Saleem not only claims that he was immediately conscious and self-aware as an infant but also that he was ultimately responsible for the events that unfolded during his early childhood. Saleem has placed himself at the center of his world—his significance confirmed by a prime minister’s letter, a newspaper photo, and the predictions of a holy man. At the same time, Saleem is perfectly aware of his features, particularly his enormous nose, which he willingly describes as ugly. Saleem’s features, however, are more than just his own: he has his grandfather’s nose and eyes, and yet he is not biologically related to Aadam Aziz. He has two birthmarks, which he describes as being on the west and east sides of his face, and a nose shaped like a cucumber. His face resembles, to some degree, a map of the Indian subcontinent.
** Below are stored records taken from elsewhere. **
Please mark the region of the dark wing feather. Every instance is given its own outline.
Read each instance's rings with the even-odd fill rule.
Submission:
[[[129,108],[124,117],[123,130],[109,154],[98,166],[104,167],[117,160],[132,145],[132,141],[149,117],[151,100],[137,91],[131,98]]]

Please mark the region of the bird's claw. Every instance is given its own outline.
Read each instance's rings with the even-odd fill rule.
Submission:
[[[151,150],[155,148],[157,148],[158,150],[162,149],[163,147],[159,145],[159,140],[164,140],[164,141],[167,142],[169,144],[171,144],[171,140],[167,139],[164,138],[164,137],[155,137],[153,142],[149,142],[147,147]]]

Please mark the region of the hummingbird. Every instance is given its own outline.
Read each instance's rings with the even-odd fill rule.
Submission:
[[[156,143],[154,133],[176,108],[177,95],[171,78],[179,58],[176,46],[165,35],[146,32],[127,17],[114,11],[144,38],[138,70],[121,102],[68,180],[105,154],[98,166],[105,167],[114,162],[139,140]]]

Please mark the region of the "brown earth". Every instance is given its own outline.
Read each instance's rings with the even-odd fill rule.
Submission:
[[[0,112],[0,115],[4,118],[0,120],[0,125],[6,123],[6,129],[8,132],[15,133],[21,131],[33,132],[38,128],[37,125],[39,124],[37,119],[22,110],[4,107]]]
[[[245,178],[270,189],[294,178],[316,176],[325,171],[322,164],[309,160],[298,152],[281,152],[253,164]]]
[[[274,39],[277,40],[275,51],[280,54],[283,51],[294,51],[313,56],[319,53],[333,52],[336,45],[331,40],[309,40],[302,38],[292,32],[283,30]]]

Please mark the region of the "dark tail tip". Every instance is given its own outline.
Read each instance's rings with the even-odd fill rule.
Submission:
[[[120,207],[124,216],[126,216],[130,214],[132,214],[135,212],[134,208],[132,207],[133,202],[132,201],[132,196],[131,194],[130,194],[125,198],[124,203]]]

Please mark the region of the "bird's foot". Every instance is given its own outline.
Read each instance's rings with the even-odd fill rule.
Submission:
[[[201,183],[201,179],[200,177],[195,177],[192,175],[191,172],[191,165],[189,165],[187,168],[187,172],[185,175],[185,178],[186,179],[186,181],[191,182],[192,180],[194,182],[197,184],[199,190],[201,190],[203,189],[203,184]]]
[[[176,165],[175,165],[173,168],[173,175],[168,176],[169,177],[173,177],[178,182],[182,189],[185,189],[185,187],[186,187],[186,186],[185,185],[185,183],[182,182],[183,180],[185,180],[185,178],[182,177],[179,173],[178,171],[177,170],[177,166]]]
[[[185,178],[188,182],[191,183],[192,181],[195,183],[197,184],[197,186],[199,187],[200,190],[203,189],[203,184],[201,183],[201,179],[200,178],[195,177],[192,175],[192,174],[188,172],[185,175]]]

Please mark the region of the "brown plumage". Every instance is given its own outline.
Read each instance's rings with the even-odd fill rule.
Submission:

The baby Saleem is already devouring the world with his gaze, in much the same way that the narrative crams itself with incredible amounts of data and sensory experience. Saleem takes responsibility for everything, saying “everything that happened, happened because of me.” Like the narrative, Saleem struggles to contain everything within his grasp. From his father’s alcoholism to the petty affairs of the estate, Saleem wants to claim it all as his, no doubt in part to fulfill the enormous weight and prophecy placed on him since birth. He has piled the frustrated desires and failures of his world onto himself. Rushdie began the novel with references to Adam and the Garden of Eden, and here he draws parallels between young Saleem and the Christ child, as both are presented as magical, redemptive infants whose powers had been prophesied long before their births. Saleem’s ayah, who represents as strongly a maternal figure as Amina does, is named Mary, like Jesus’ mother, and she has a love interest named Joseph, like Jesus’s father. When Amina goes to the racetrack, the baby Saleem claims to have performed what could be called his first miracle: he multiplies.
Continuing to make use of myths, religions, and symbols, Rushdie employs a childhood board game, Snakes and Ladders, to reinterpret the image of the snake. In the Bible, the devil appears to Adam and Eve as a snake and tempts Eve to break their promise to God and eat from the Tree of Knowledge. Traditionally, good and evil, like snakes and ladders, are seen as opposing and separate forces. However, in real life, these clear categories become confused, and the distinction between them can be ambiguous. The fact that Dr. Schaapsteker could save Saleem’s life by using snake poison represents the notion that the line separating good and evil is never as stark or clear as one might like.